Amazon Debuts AI-Generated Product Images in Shopping App to Enhance Search Results
By admin | Jun 03, 2026 | 2 min read
In what might be one of the more questionable applications of artificial intelligence to date, Amazon announced Wednesday that it will begin showing AI-generated images of products inside its shopping app based on user search queries. Yes, you read that correctly—a retailer where people shop for tangible, real-world items believes that displaying fabricated photos will somehow "assist" consumers in finding what they need. Enough is enough.
Here’s how Amazon explains the feature in a blog post. Customers may have a specific item in mind but lack the precise vocabulary to describe it in a way that yields useful results. (The examples Amazon provides include terms like "cowl neck" for a shirt style or "rattan" for furniture.)

When someone enters a search query, they’ll see a selection of AI-generated product images beneath their autocomplete suggestions. (Refer to the image above.)

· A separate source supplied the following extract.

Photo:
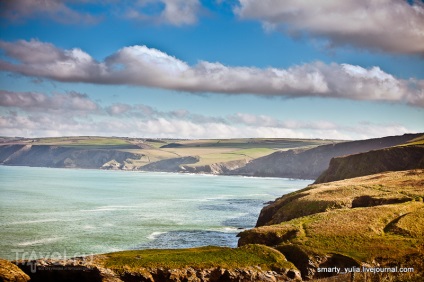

For instance, if you search for a blue gingham dress, you might see several dress variations—short or long sleeves, different lengths, and other differences—appear as visual options. The idea is that clicking one would direct you to search results that better match that style, powered by Amazon’s visual search capabilities. In reality, it’s somewhat absurd for a retailer to invent fake products as a way to guide users toward search results. For starters, it’s potentially misleading—customers who don’t read carefully may think they’re being taken to a page where they can find that exact dress, only to be disappointed when it’s not available. And there’s the fairly obvious question: why would you fabricate product images when you have a website filled with real photographs of actual products—which is presumably what an online shopper actually wants to see?
This feature follows several other attempts by Amazon to integrate AI into its retail site and shopping app, with mixed results. On the more useful side, Amazon already summarizes customer reviews using AI, so you don’t have to read them all to grasp the key pros and cons of a product. More bizarrely, last year it rolled out a short audio product summary feature where AI experts describe a product’s highlights in a podcast-like format. Other recent AI features include AI-generated "shoppable collages" that direct people to curated pages focused on a particular fashion style; Amazon Lens Live, which scans products in a camera’s view to find visual matches; the ability to add text to visual searches; and a Lock Screen visual search widget for iOS. Earlier this month, Amazon also replaced its Rufus AI chatbot with Alexa for Shopping to enable natural language shopping queries via voice and text.